Las tarjetas están siendo el rey en Suecia – con cerca de 2,4 millones de transacciones de crédito y débito en 2013, en comparación con 213 millones de 15 años antes. Pero incluso el plástico se enfrenta a la competencia, ya que un creciente número de suecos utilizanaplicaciones para el comercio cotidiano.
En más de la mitad de las ramas de los bancos más grandes del país, incluyendo SEB, Swedbank, Nordea Bank y otros, ningún efectivo se mantiene en la mano, ni son aceptados depósitos en efectivo. Ellos dicen que están ahorrando una cantidad significativa en la seguridad mediante la eliminación de los incentivos para los robos de los bancos.
El Sr. Eriksson, que ahora dirige la Asociación de Empresas de Seguridad Privada de Suecia, un grupo de presión para que las empresas que proporcionan seguridad para transferencias de efectivo, acusa a los bancos y compañías de tarjetas de crédito de tratar de poner al «dinero en efectivo fuera del mercado» para dar paso a las tarjetas y a los pagos electrónicos, que generan ingresos por comisiones.
«No creo que eso es algo que deben decidir por sí mismos», dijo. “¿Es el caso de que realmente utilicen su fuerza de mercado para convertir a Suecia en una sociedad sin dinero en efectivo?»
El gobierno no ha tratado de contener la marea sin dinero en efectivo. En todo caso, se ha beneficiado de la recaudación de impuestos más eficientemente, ya que las transacciones electrónicas dejan un rastro; en países como Grecia e Italia, donde aún se utiliza mucho dinero, la evasión fiscal sigue siendo un gran problema.
El efectivo desde luego no está muerto. El banco central sueco, el Riksbank, predice que se reducirá rápidamente, pero todavía circulará en 20 años. Recientemente, el Riksbank mostró una nueva emisión de monedas y billetes rediseñados.
Sin embargo, para un número creciente de consumidores, el dinero en efectivo ya no es un hábito.
En la Universidad de Gotemburgo, los estudiantes dijeron que utilizan casi exclusivamente tarjetas y pagos electrónicos. «Nadie usa dinero en efectivo», dijo Hannah Ek, 23. «Creo que nuestra generación puede vivir sin él.»
La desventaja, ella admitió, fue que era fácil gastar de más sin pensar.
Stefan Wikberg, de 65 años, estaba sin hogar durante cuatro años después de perder su trabajo como técnico de TI. Él tiene un lugar para vivir ahora y vende revistas Situation Stockholm, de una organización de caridad, y comenzó a usar un lector de tarjetas móvil para tomar los pagos, después de notar que casi nadie lleva dinero en efectivo.
«Ahora la gente no puede escapar,» dijo el Sr. Wikberg, que lleva un cartel que dice que acepta Visa, MasterCard y American Express. «Cuando dicen, ‘No tengo cambio», les digo que pueden pagar con tarjeta o incluso por SMS «, dijo, refiriéndose a los mensajes de texto. Sus ventas han crecido un 30 por ciento desde que adoptó el lector de tarjetas de hace dos años.
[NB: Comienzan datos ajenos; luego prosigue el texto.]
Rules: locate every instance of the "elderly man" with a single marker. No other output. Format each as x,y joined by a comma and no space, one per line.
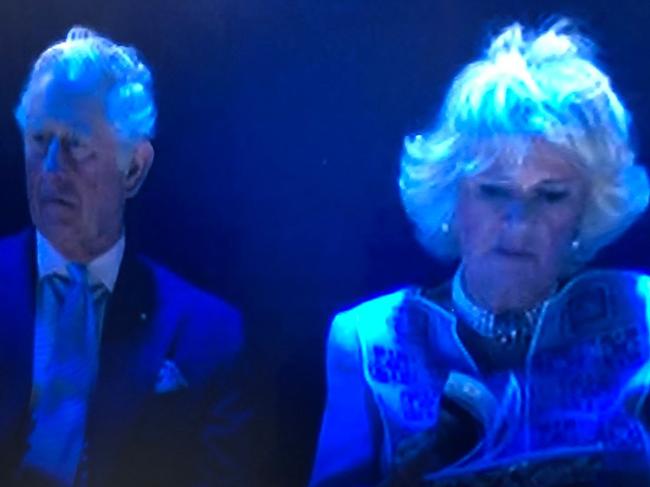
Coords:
113,371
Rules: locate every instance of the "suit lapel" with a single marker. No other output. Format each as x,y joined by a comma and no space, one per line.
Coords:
133,347
17,310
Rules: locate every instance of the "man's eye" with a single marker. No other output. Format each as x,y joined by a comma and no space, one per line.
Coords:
493,191
39,138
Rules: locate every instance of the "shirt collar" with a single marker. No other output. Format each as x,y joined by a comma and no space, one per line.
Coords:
481,319
102,269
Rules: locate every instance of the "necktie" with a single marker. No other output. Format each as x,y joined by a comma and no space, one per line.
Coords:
57,440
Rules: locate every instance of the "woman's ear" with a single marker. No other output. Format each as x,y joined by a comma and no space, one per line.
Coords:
136,173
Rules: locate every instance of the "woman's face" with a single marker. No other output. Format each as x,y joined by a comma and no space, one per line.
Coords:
515,223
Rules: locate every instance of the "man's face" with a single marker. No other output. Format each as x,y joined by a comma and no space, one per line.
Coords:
75,186
515,224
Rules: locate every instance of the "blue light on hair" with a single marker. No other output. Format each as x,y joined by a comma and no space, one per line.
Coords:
528,85
87,63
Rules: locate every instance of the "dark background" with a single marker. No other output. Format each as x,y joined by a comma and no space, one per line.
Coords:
280,128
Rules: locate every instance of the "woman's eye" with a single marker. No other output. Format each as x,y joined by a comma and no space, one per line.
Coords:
493,191
553,196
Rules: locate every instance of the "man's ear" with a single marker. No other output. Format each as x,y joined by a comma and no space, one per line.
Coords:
136,173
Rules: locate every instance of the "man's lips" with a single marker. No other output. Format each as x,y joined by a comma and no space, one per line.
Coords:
57,200
514,253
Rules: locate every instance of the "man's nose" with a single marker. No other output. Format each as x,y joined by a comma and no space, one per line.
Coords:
52,158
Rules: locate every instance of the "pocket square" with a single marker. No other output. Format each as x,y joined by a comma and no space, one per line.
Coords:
170,378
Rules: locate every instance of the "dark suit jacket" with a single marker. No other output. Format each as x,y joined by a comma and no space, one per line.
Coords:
135,437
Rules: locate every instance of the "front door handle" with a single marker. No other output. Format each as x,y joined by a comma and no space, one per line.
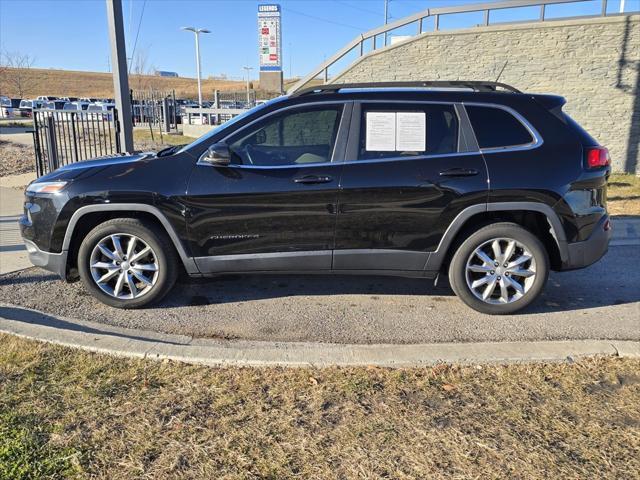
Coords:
309,179
459,172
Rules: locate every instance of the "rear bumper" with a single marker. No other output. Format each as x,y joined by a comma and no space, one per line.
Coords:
583,254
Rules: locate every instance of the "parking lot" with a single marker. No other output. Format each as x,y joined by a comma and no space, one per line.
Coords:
600,302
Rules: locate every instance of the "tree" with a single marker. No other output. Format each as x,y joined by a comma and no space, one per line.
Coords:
15,77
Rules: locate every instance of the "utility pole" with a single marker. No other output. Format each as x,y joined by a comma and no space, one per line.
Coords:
248,69
386,19
120,77
197,32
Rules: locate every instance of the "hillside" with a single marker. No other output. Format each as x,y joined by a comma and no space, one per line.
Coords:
37,81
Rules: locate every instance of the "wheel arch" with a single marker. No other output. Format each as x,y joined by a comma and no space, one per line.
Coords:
100,213
527,214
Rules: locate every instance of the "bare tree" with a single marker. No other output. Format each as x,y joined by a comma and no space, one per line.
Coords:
15,77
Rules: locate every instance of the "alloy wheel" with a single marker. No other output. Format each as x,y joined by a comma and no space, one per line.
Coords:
124,266
500,271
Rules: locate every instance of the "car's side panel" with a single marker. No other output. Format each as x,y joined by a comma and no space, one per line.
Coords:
393,211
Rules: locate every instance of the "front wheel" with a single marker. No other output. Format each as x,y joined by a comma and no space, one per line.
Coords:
499,269
127,263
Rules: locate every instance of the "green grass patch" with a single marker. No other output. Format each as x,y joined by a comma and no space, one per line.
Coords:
623,194
28,450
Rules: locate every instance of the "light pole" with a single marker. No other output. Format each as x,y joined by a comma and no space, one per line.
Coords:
197,32
248,69
386,19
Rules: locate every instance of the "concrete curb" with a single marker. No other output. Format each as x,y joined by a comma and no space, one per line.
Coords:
142,344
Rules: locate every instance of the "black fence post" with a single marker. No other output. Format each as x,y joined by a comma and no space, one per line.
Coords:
51,140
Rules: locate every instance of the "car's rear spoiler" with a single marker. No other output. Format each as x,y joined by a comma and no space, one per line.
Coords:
553,103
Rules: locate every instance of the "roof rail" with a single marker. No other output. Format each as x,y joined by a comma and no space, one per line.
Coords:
475,85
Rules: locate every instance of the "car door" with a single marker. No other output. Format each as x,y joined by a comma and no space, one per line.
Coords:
397,199
274,206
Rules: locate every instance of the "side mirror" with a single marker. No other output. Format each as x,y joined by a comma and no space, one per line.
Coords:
260,137
217,154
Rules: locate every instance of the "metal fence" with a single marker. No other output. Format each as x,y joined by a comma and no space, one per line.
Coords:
155,108
63,137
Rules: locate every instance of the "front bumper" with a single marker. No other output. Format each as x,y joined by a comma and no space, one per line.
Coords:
582,254
54,262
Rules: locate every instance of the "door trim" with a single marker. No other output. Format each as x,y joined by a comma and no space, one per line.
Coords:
379,259
274,262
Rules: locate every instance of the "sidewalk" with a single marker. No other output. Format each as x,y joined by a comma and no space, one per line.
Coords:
158,346
13,255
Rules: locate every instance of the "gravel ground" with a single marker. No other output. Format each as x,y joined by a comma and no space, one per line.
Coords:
15,158
601,302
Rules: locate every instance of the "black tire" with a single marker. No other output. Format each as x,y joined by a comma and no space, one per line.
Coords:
458,268
164,256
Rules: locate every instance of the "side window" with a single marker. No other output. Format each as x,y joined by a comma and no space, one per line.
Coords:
496,128
305,135
400,130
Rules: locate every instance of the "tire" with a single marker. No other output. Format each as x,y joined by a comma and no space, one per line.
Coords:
470,267
141,283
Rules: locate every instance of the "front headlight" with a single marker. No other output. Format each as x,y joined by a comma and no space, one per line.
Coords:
46,187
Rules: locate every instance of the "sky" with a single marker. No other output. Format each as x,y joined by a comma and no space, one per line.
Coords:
72,34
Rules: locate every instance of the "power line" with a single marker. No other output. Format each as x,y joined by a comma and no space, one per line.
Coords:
135,44
323,19
377,14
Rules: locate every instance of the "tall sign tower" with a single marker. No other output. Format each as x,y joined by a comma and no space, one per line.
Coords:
270,47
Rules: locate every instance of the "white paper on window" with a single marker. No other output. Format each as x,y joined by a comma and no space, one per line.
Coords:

En la iglesia Filadelfia Stockholm, muy pocos de los 1.000 feligreses ahora llevan dinero en efectivo, así que la iglesia tuvo que adaptarse, dijo Soren Eskilsson, el pastor ejecutivo.
Durante un reciente servicio dominical, el número de cuenta bancaria de la iglesia fue proyectada en una pantalla grande. Adoradores sacaron los teléfonos celulares y diezmaban a través de una aplicación llamada Swish, un sistema de pago establecido por los bancos más grandes de Suecia que se está convirtiendo en un rival de las tarjetas.
«La gente le da más dinero a la iglesia ahora porque es electrónica y fácil», dijo el Sr. Eskilsson, añadiendo que la iglesia ahorra en los costos de seguridad al manejar menos efectivo. Así Suecia se está transformando en un país donde ya casi no usa efectivo.